This is the first time, I am loading a large-scale dataset in Google Colab. For now, I have performed a one-time purchase of 100 compute units and want to train a PyTorch model. I am running into a sequence of errors, all relating to the inability of Google Colab to handle large datasets.
Dataset
Let me first outline the data I am working with.
- approx. 85,000 data points (total size: ~25 GB)
- each data point is represented by a directory (containing image file + label file)
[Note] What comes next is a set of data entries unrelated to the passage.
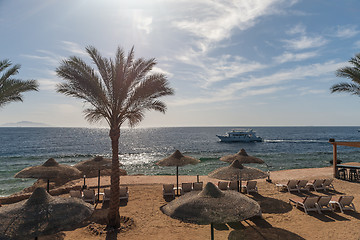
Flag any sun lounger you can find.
[298,180,309,191]
[276,180,300,192]
[103,188,110,203]
[330,196,356,213]
[218,181,229,191]
[241,181,258,194]
[316,196,334,211]
[229,181,239,191]
[70,190,82,199]
[306,179,325,192]
[163,184,175,198]
[289,197,321,214]
[83,189,95,204]
[180,183,192,195]
[193,182,203,191]
[323,179,335,191]
[119,187,129,201]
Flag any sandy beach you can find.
[2,167,360,240]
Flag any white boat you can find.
[216,129,263,142]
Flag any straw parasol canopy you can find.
[156,150,200,195]
[74,156,127,201]
[14,158,81,191]
[208,160,268,181]
[0,188,94,239]
[160,182,261,238]
[156,150,200,166]
[220,148,265,164]
[74,156,127,177]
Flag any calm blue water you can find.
[0,127,360,196]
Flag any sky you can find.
[0,0,360,127]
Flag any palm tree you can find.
[0,59,39,107]
[331,53,360,96]
[56,46,174,228]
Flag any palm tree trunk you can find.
[108,128,120,228]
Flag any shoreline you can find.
[0,163,336,204]
[0,163,360,240]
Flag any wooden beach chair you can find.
[163,184,175,198]
[306,179,325,192]
[180,183,192,195]
[119,187,129,201]
[289,197,321,214]
[298,180,309,191]
[70,190,82,199]
[323,179,335,191]
[241,181,258,194]
[229,181,239,191]
[316,196,334,211]
[330,196,356,213]
[218,181,229,191]
[83,189,95,204]
[276,179,300,192]
[193,182,203,191]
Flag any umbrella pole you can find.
[98,169,100,202]
[210,223,214,240]
[176,165,179,196]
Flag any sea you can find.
[0,127,360,196]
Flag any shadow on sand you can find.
[228,226,305,240]
[250,193,292,213]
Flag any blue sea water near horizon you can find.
[0,127,360,196]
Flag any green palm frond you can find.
[0,59,39,107]
[56,46,174,127]
[330,53,360,96]
[331,82,360,96]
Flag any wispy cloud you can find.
[354,40,360,48]
[171,61,346,105]
[283,36,328,50]
[133,10,153,34]
[334,25,359,38]
[273,51,319,63]
[173,0,296,52]
[286,23,306,35]
[61,41,88,56]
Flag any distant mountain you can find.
[1,121,50,127]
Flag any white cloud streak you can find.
[283,36,328,50]
[273,51,319,63]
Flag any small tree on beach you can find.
[0,59,39,107]
[56,46,173,228]
[331,53,360,96]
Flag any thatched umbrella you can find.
[74,156,126,201]
[220,148,265,164]
[160,182,261,239]
[208,160,268,191]
[0,188,94,239]
[14,158,81,192]
[156,150,200,195]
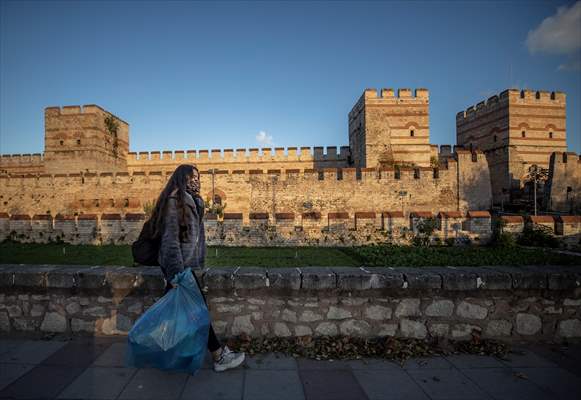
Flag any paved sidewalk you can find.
[0,337,581,400]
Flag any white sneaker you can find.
[214,345,244,372]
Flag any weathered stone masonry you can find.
[0,265,581,341]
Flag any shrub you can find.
[492,232,516,248]
[412,218,437,246]
[517,224,559,248]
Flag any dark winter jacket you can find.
[158,193,206,282]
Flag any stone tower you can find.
[456,89,567,204]
[44,105,129,174]
[349,89,432,168]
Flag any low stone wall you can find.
[0,264,581,341]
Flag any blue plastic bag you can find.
[125,267,210,374]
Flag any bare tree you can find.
[524,164,549,215]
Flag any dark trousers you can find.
[164,271,222,352]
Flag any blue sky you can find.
[0,1,581,154]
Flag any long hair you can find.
[150,164,199,242]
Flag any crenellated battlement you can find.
[0,151,488,187]
[127,146,350,164]
[44,104,128,125]
[0,153,44,166]
[349,88,430,121]
[456,89,566,123]
[363,88,429,100]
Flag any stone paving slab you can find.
[118,368,189,400]
[0,340,66,364]
[180,369,244,400]
[462,368,554,400]
[0,337,581,400]
[353,369,429,400]
[0,364,34,390]
[243,370,306,400]
[57,367,137,400]
[300,369,367,400]
[408,369,492,400]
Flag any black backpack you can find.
[131,218,161,266]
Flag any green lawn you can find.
[0,242,581,267]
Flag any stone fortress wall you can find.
[456,89,580,211]
[0,89,580,241]
[0,149,490,220]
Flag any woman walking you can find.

- stored in my personal drive storage
/MyDrive/repository_name/data/primus/
How I currently handle the data
1) Mount Google Drive
from google.colab import drive
import os
gdrive_path='/content/gdrive/MyDrive/repository_name/'
drive.mount('/content/gdrive', force_remount=True)
2) Load PyTorch Dataset
For data loading, I have implemented a custom Pytorch dataset:
class PrimusDataset(data.Dataset):
def __init__(self, data_path, vocabulary_path, transform=None):
self.data_path = data_path
self.transform = transform
# list of tuples containing image and label file paths
self.data = []
# some transforms and data handling
# iterate through each subdirectory (corresponding to a sample)
for sample_dir in os.listdir(data_path):
sample_dir_path = os.path.join(data_path, sample_dir)
image_file = None
semantic_file = None
# .png-file contains image, .semantic-file contains labels
for file in os.listdir(sample_dir_path):
if file.endswith(".png"):
image_file = os.path.join(sample_dir_path, file)
elif file.endswith(".semantic"):
semantic_file = os.path.join(sample_dir_path, file)
# some exception handling
This is all you need to know to understand the exceptions that occur. I am calling the Dataset class in the following fashion:
data_path = os.path.join(gdrive_path, 'data', 'primus')
vocabulary_path = os.path.join(gdrive_path, 'data', 'semantic_labels.txt')
dataset = PrimusDataset(data_path=data_path, vocabulary_path=vocabulary_path)
Errors
OSError: [Errno 5] Input/output error: '/content/gdrive/MyDrive/repository_name/data/primus'
This error seems to be related to some quota related to I/O operations imposed by GoogleColab. However, I can overcome this error by repeatedly running the notebook cell (because of some caching behavior in Google Colab).ConnectionAbortedError: [Errno 103] Software caused connection abort: '/content/gdrive/MyDrive/repository_name/data/primus/230005372-1_2_1'
Once the above error is not occurring anymore, this new error occurs. Tracking the System RAM usage, this error always occurs right before reaching full RAM usage. I therefore have the suspicion that it is somehow related to RAM limitations.
My Question
What is a clean way to use a large dataset (i.e. many files) that is stored in Google Drive without encountering I/O errors and RAM limitations?